Est-ce que les employé-e-s âgé-e-s ne devraient pas se préoccuper à temps de leur situation sur le marché du travail?
C’est souhaitable. Examiner régulièrement l’évolution de sa propre profession et dans sa branche. Dans quelle direction cela évolue. Quelle formation continue serait nécessaire pour rester dans le coup. Mon expérience m’a cependant montré que peu de personnes le font. Tant qu’elles ont un emploi, elles ne se soucient pas de leur employabilité. Mais elles s’en préoccupent d’autant plus quand elles perdent leur travail.
Que se passe-t-il alors?
Beaucoup tombent des nues, sont étonnées et blessées. Une grande partie des employé-e-s aujourd’hui dans la cinquantaine ou la soixantaine n’ont jamais été licencié-e-s dans leur vie. Le choc peut conduire à de sérieux problèmes de santé et familiaux. Sans compter l’atteinte à l’image et les difficultés financières.
Que faut-il faire?
Il est très important que les personnes frappées cherchent de l’aide. Elles obtiennent ainsi un soutien psychologique et sont accompagnées dans le processus de candidature. Celles et ceux qui n’ont jamais eu à postuler ont besoin d’aide. Par exemple pour rédiger un dossier de candidature correct qui ne sera pas écarté en 30 secondes d’examen. Que doit-il contenir, ou non? Quelles compétences clés mettre en avant? Quelles compétences douces, qui sont évidentes, laisser de côté pour donner plus de place et de poids aux Hard Skills. Mais, surtout, il faut développer une stratégie de recherche. Qu’est-ce que je cherche? Comment? Où? C’est peut-être évident pour les spécialistes, mais c’est plus difficile pour les généralistes qui constituent la grande partie des employé-e-s âgé-e-s.
Les personnes à la recherche d’un emploi ne se facilitent-elles pas un peu trop le travail lorsqu’elles établissent leur dossier?

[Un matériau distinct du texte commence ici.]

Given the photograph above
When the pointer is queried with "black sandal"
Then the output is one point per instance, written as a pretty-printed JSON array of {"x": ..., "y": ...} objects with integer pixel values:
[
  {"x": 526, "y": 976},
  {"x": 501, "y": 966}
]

Souvent oui. Un bon dossier demande du temps et il faudrait y consacrer plusieurs jours. Pas de lettre standard. Le CV et la lettre de motivation doivent être adaptés à l’offre d’emploi et – je le répète – fonctionner pour un examen en 30 secondes.
De nombreuses personnes de la génération des plus de 50 ans n’ont pas suivi de formation continue et n’ont pas de diplôme.
C’est un problème. Elles ont certes une énorme expérience professionnelle et ont acquis beaucoup de connaissances et de savoir-faire ‘on the job’. Mais cela ne compte pas quand les RH accordent la priorité aux diplômes parce qu’il est plus rapide de regarder quelles formations continues quelqu’un a suivies que d’évaluer ses qualifications sur la base de son expérience professionnelle. Ces candidat-e-s en général d’un âge plus avancé sont là désavantagé-e-s par rapport aux plus jeunes qui misent fortement sur les diplômes.
Quelle est l’importance des réseaux?
Ils sont très importants. Il faut soigner son réseau – toujours et plus particulièrement lors de la perte ou de la recherche d’un emploi. Il faudrait alors l’exploiter systématiquement et signaler aux amis, connaissances et collègues qu’on cherche un travail – et éventuellement leur remettre une brève documentation et un court CV: ce qui me distingue, mes expériences et ce que je cherche.
Les postulations spontanées sont-elles utiles?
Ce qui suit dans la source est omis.